27. Consider glandular supplements. Although these may not be appealing to vegetarians, there are now a handful of supplements made from extracts of certain immune organs, usually derived from cow, though occasionally from sheep or pig. These extracts, typically of the thymus, but sometimes also of the spleen and/or parotid gland, can be highly effective at boosting immune function. They may be a bit more difficult to find in a store than the other supplements I mentioned, but they are available through many alternative healthcare providers and sometimes online. Some of my favorites are X-Viromin, Pro-Boost, and Congaplex.

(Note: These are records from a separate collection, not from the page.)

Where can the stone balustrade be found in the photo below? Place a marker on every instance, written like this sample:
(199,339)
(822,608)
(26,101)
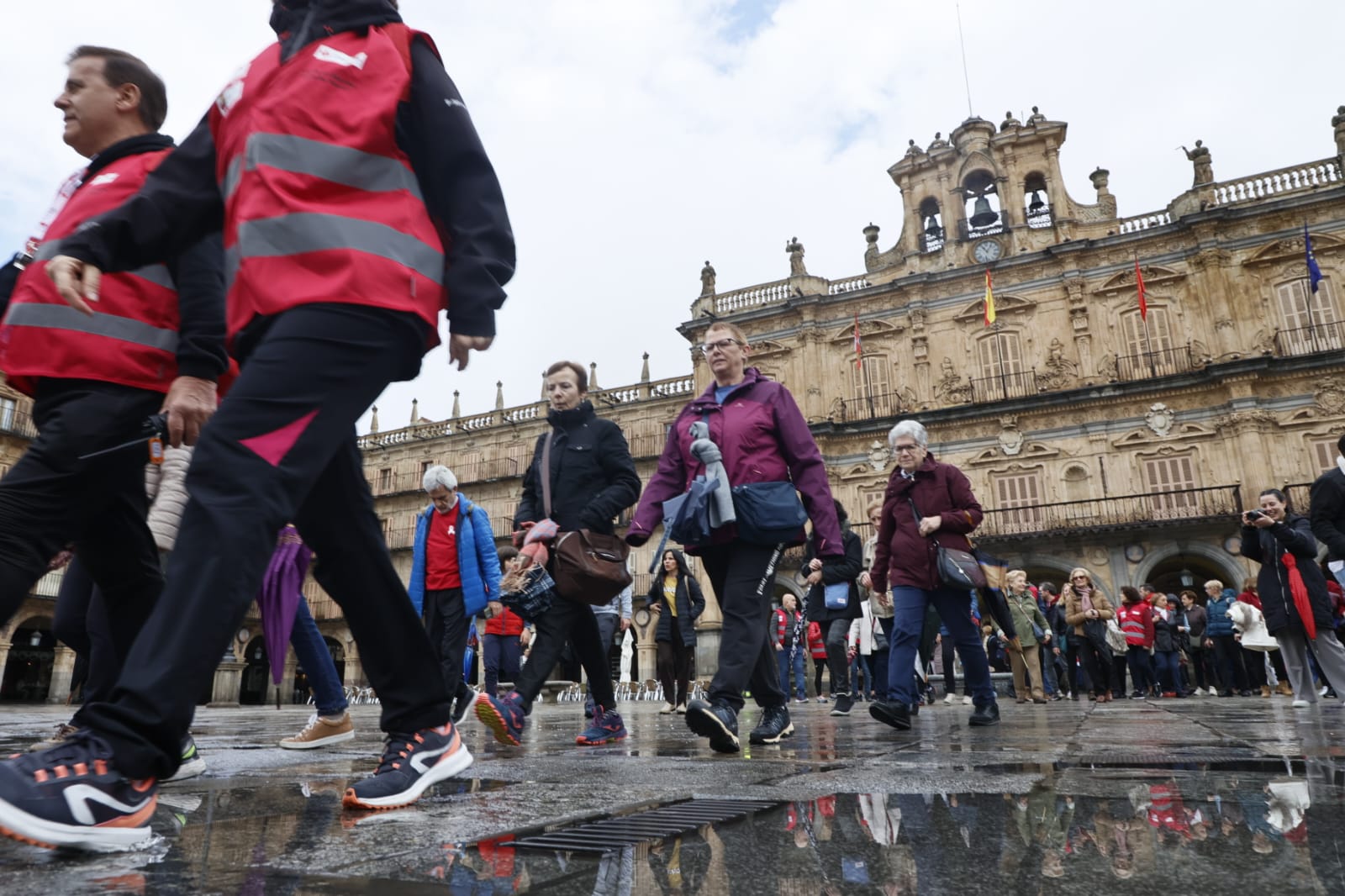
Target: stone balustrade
(1278,183)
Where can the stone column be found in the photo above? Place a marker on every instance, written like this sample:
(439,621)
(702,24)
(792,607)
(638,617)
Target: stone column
(229,678)
(62,670)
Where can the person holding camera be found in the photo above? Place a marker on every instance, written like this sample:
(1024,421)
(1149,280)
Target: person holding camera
(1293,593)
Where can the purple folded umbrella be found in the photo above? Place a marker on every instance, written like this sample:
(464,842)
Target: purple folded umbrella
(282,589)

28. When you start to feel better, this is exactly the time to stick with the plan. Inevitably, there will be a window when you’ll feel much better. Often, if you’ve been using these tools to fight an early cold, it will happen on the second or third day. You will be tempted to have some sugar, or work out, or stay up late, or exert yourself beyond your means, or get a bunch of chores done, or go to the mall. And if you do, I’m sorry to say, you will almost inevitably feel worse. Especially if you go to the mall. Do not – I repeat – do not go to the mall. What if, instead, you saw this extra energy as a gift that you could either spend or invest? If you choose to invest it – by continuing to lie low, eat well, etc. – you will be rewarded with a great return: overcoming the cold within another day or two. Even after you think the sickness is over, you will always benefit from taking an extra day to be conservative with your expenditure of energy.

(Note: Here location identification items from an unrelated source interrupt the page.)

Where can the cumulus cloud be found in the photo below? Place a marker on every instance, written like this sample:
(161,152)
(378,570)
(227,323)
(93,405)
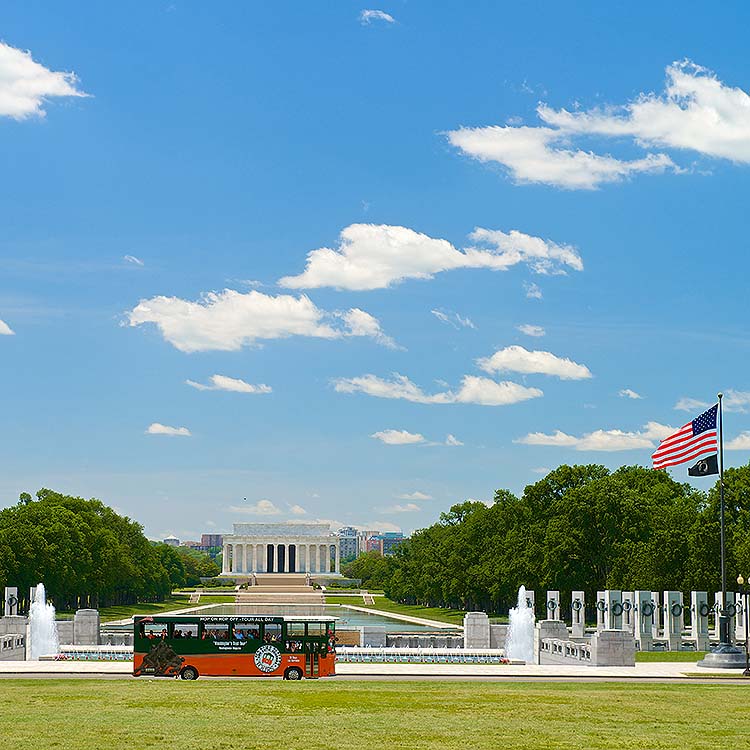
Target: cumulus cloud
(398,437)
(601,440)
(162,429)
(25,85)
(518,359)
(407,508)
(473,390)
(371,256)
(629,393)
(261,508)
(417,495)
(740,443)
(531,330)
(532,290)
(453,319)
(225,383)
(229,320)
(696,112)
(367,17)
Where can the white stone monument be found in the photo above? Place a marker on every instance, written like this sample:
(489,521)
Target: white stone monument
(614,609)
(578,614)
(553,605)
(643,620)
(699,610)
(673,619)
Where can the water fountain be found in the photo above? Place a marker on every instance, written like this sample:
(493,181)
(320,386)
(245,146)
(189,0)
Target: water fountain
(520,639)
(43,640)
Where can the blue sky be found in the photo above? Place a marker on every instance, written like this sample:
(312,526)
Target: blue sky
(477,174)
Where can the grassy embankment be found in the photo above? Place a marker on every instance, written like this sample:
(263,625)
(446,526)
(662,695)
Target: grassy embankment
(228,714)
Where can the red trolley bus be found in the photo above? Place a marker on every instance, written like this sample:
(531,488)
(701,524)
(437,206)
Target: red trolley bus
(234,645)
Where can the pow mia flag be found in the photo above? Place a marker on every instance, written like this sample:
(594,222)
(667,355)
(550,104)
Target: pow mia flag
(704,467)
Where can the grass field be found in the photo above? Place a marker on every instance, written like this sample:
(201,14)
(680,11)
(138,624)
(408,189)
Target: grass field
(173,602)
(220,714)
(453,616)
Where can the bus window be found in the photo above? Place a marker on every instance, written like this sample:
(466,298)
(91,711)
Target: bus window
(295,629)
(185,630)
(246,631)
(272,632)
(216,631)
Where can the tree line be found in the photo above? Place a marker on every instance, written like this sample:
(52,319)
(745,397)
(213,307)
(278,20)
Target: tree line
(580,528)
(87,555)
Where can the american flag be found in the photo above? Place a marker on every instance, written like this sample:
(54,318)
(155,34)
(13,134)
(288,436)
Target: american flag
(696,438)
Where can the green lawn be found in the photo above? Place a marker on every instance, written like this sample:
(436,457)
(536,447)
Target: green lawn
(227,714)
(173,602)
(669,655)
(441,614)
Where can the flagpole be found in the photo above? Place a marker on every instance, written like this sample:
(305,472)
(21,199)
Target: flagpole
(724,620)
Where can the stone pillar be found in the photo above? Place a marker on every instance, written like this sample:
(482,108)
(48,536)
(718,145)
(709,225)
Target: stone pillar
(656,620)
(627,612)
(699,619)
(614,609)
(553,605)
(673,619)
(86,627)
(643,619)
(476,630)
(601,610)
(578,617)
(11,601)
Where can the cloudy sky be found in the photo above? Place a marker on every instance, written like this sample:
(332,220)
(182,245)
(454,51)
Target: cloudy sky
(330,261)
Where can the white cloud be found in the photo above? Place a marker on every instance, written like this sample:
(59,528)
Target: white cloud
(371,256)
(539,155)
(629,393)
(518,359)
(691,404)
(601,440)
(740,443)
(473,390)
(407,508)
(453,319)
(225,383)
(162,429)
(417,495)
(531,330)
(366,17)
(261,508)
(398,437)
(25,85)
(229,320)
(533,291)
(696,112)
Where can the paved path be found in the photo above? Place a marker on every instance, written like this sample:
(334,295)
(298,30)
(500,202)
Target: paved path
(659,671)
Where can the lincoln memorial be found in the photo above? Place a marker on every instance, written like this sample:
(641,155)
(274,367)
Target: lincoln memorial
(280,548)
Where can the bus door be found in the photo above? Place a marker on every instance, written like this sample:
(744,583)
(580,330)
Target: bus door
(314,644)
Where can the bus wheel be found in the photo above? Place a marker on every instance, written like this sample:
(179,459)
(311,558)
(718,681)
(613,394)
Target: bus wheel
(189,673)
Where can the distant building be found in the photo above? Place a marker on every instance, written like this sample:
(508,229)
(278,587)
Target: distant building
(212,540)
(347,542)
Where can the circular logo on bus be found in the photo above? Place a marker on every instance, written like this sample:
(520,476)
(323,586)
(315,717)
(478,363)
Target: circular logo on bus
(267,658)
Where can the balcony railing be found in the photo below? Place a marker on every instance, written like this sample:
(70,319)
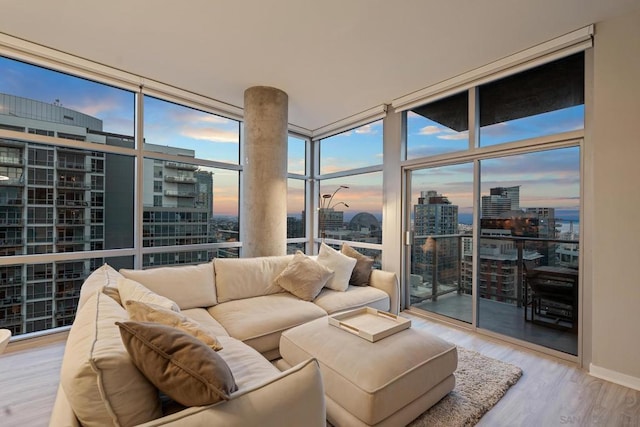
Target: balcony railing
(73,185)
(11,161)
(181,166)
(76,166)
(8,242)
(71,203)
(180,179)
(11,222)
(172,193)
(72,240)
(12,182)
(495,281)
(10,320)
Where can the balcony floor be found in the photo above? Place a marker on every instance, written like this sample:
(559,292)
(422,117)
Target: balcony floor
(505,319)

29. Whatever you’re going to do, do it quickly. All of the cold interventions I’ve mentioned work best when done early. The longer the cold persists, the less likely it is that supplements are going to make much difference. Have an immune support supplement with you at all times during cold and flu season. Another easy one to carry with you is a tincture bottle of Wellness Formula by Source Naturals. Just have this or one (or more) of the other supplements listed above in your coat or purse or desk, and the moment you feel unusually tired or scratchy in the throat, or cold and tight in the neck, or whatever other symptom is your indicator that you’re coming down with something, hit it hard and fast, take it easy, go to bed early, and chances are, you’ll wake up feeling fine the next day.
30. Accept the fact that everybody gets sick sometimes. Nothing wastes energy like fighting with reality. I have been able to sail through a cold by focusing inward, finding my feelings of resistance to being sick, and letting them go. I believe anyone can do this. Think about your illness and notice the feelings in your body – particularly the lack of ease. Often there will be a feeling of tightness, tension, or bracing somewhere, or some other unpleasant feeling that isn’t due to the virus itself, but to your reaction to it. If you just keep bringing yourself back to your body and letting go of this resistance, your whole experience of being sick can change. Let your cells do the fighting, not your mind.